Confortável com cerca de 30% de intenções de votos nas pesquisas, o atual presidente, Emmanuel Macron (República em Marcha), tem se preocupado mais em exercer o cargo do que em fazer campanha. Seu programa de governo, revelado a menos de um mês do primeiro turno, não propõe medidas à altura dos desafios do clima, lamentam organizações ambientalistas.

Ao analisar em detalhes os programas de todos os candidatos, a rede de organizações ambientalistas Ação Clima colocou o projeto de Macron entre os últimos colocados, julgando que “não apresenta solução a curto e a médio prazo para as energias renováveis e tem propostas limitadas para os transportes”.

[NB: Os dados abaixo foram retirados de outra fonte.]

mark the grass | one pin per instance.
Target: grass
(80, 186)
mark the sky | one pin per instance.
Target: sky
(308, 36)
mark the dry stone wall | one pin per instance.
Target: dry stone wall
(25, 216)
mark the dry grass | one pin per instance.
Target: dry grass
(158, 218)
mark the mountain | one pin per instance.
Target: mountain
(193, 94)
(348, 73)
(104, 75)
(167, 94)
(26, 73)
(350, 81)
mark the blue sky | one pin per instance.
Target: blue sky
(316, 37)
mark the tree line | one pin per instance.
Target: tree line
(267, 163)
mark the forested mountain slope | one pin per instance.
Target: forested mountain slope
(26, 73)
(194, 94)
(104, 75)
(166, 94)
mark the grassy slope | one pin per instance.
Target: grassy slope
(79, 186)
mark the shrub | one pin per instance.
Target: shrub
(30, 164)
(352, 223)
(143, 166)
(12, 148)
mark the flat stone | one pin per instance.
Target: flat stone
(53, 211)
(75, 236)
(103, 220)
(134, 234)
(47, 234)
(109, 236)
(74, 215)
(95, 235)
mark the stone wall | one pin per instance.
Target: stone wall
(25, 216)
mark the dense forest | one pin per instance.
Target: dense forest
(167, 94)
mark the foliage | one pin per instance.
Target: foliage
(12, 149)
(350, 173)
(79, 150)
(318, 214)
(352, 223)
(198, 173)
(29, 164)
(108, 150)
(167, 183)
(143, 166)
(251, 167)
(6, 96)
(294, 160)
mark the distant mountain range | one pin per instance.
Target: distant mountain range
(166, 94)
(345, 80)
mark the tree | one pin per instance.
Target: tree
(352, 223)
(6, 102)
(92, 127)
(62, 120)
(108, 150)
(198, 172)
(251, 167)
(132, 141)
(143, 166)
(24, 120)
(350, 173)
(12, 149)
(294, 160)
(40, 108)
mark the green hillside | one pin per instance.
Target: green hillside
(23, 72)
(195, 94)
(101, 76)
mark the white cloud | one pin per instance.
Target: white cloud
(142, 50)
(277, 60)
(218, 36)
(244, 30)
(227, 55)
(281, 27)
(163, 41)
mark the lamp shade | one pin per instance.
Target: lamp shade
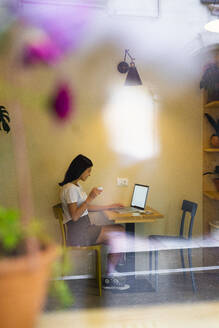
(133, 77)
(213, 26)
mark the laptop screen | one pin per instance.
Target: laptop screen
(139, 196)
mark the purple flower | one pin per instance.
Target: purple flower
(63, 102)
(42, 52)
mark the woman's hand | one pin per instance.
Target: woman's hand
(93, 194)
(115, 206)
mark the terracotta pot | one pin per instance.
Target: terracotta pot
(215, 141)
(23, 287)
(216, 182)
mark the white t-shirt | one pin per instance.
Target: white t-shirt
(70, 193)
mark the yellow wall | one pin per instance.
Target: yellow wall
(173, 175)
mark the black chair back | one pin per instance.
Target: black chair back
(191, 208)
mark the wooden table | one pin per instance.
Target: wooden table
(130, 220)
(192, 315)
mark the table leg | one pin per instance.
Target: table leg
(130, 256)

Já os candidatos da direita conservadora, Valérie Pécresse, do Republicanos, e principalmente da extrema direita, Marine Le Pen, do Reunião Nacional e Éric Zemmour (Reconquista!), dedicam pouco ou nenhum espaço ao assunto em seus programas de governo.

Desconexão com preocupações da população

“Para começar, acho que alguns dos candidatos, sejam de direita ou de esquerda, são bastante incompetentes sobre o assunto, não conhecem nada. Respondem que a França é pequena, é responsável por apenas 1% das emissões e por isso não haveria nada a ser feito”, critica a professora emérita do CNRS. “Porém o clima, a biodiversidade e outros aspectos são cada vez mais importantes para o nosso país e a população – e ela está claramente preocupada com isso, como mostram todas as pesquisas. Um terço dos habitantes da França já foi atingida por ondas de calor, tempestades, enchentes, e se preocupa em saber o que vai acontecer”, ressalta.

Uma sondagem do instituto Ipsos mostrou que, entre os eleitores de até 30 anos, a crise climática é o segundo problema que gera mais preocupação, atrás apenas do poder aquisitivo. A pesquisadora sublinha que, apesar de praticamente ignorados na campanha, os desafios diante de qualquer presidente serão cada vez maiores para o enfrentamento não só das causas do aquecimento do planeta – ou seja, a redução de emissões de gases de efeito estufa –, como as consequências do problema.

Os próximos anos, frisa Amy Dahan, serão determinantes para os países conseguirem limitar a alta de temperaturas a menos de 2ºC até o fim do século, como estipula o Acordo de Paris sobre o Clima.

"Se os franceses não têm a chance de escolher e a palavra deles não é ouvida sobre tudo isso e todos os riscos envolvidos, como podemos considerar que uma democracia está funcionando bem? Eu também acho que os candidatos, por uma certa covardia, evitam abordar assuntos que incomodam e que exigiriam algumas reorientações drásticas na sociedade, e então preferem se calar sobre os grandes problemas que teremos de enfrentar”, analisa a cientista.